= William Callyhan Robinson =

American jurist and academic

William Callyhan Robinson (born 26 July 1834, at Norwich, Connecticut; d. 6 November 1911, at Washington, D.C.) was an American jurist and academic.

==Life==

After studies at Norwich Academy and Williston Seminary, he matriculated at Wesleyan University in 1850, leaving the college at the close of his sophomore year in 1852. Subsequently, Robinson entered Dartmouth College, graduating from the latter institution in 1854 (at the age of 20). He then entered the Theological Seminary of the Protestant Episcopal Church, and graduated in 1857. Ordained to the Episcopalian ministry, he served first at Pittston, Pennsylvania (1857-8), and then at Scranton, Pennsylvania (1859–62). After a religious conversion, he was received into the Catholic Church in 1863.

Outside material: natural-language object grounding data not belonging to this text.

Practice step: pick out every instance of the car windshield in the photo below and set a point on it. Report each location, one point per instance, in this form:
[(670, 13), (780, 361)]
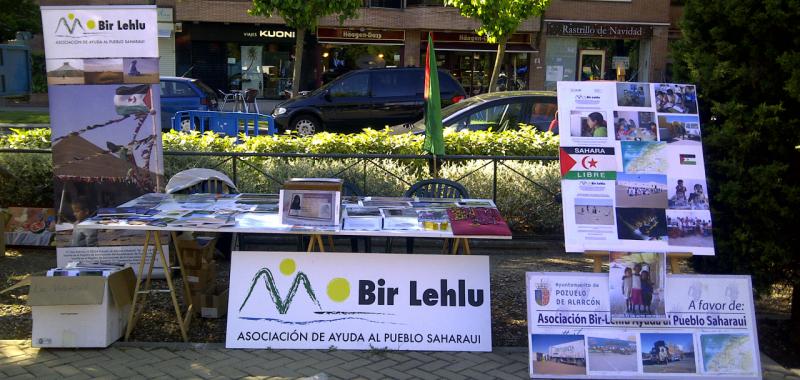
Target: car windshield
[(206, 90)]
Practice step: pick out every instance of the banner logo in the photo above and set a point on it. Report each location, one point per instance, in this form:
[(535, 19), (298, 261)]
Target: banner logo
[(542, 294)]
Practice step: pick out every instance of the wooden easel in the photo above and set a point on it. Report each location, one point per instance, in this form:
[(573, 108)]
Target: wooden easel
[(183, 323), (674, 259)]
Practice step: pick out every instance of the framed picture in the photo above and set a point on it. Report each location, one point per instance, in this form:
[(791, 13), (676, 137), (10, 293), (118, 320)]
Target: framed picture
[(310, 207)]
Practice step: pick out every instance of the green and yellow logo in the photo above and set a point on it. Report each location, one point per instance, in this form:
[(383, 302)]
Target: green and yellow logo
[(338, 289)]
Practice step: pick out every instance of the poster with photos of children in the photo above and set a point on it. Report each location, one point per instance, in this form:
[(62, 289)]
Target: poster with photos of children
[(633, 174)]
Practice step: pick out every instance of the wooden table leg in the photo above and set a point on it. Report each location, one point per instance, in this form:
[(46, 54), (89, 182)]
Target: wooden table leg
[(456, 242), (187, 295), (467, 250), (140, 273), (168, 275), (311, 243), (319, 242)]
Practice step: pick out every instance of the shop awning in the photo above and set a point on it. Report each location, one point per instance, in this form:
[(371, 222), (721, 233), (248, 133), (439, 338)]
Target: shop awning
[(457, 46)]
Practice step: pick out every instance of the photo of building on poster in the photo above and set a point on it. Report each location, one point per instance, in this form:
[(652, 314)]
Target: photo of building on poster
[(104, 157), (668, 353), (612, 353), (556, 354), (636, 286)]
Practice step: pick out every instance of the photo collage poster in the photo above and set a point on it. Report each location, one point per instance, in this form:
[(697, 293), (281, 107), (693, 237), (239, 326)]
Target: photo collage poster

He was admitted to the Bar in 1864, and was lecturer and professor in law at Yale University (1869–95). For two years (1869–71) he was judge of the City Court and later (1874-6) judge of the Court of Common Pleas at New Haven, Conn. In 1874 also he served as member of the Legislature.

From Dartmouth College he received (1879) the degree LL.D., and from Yale University the degree M.A. (1881). In 1895 he was appointed professor in the Catholic University of America, where he organized the School of Social Sciences and remained as Dean of the School of Law, Columbus School of Law, until his death (1898–1911).

==Works==

Besides articles contributed to various periodicals, he wrote:

- "Life of E. B. Kelly" (1855);
- "Notes of Elementary Law" (1876);
- "Elementary Law" (Boston, 1876);
- "Clavis Rerum" (1883);
- "Law of Patents" (3 vols., Boston, 1890);
- "Forensic Oratory" (Boston, 1893);
- "Elements of American Jurisprudence" (Boston, 1900).

==Family==
He married 2 July 1857, Anna Elizabeth Haviland and, 31 March 1891, Ultima Marie Smith.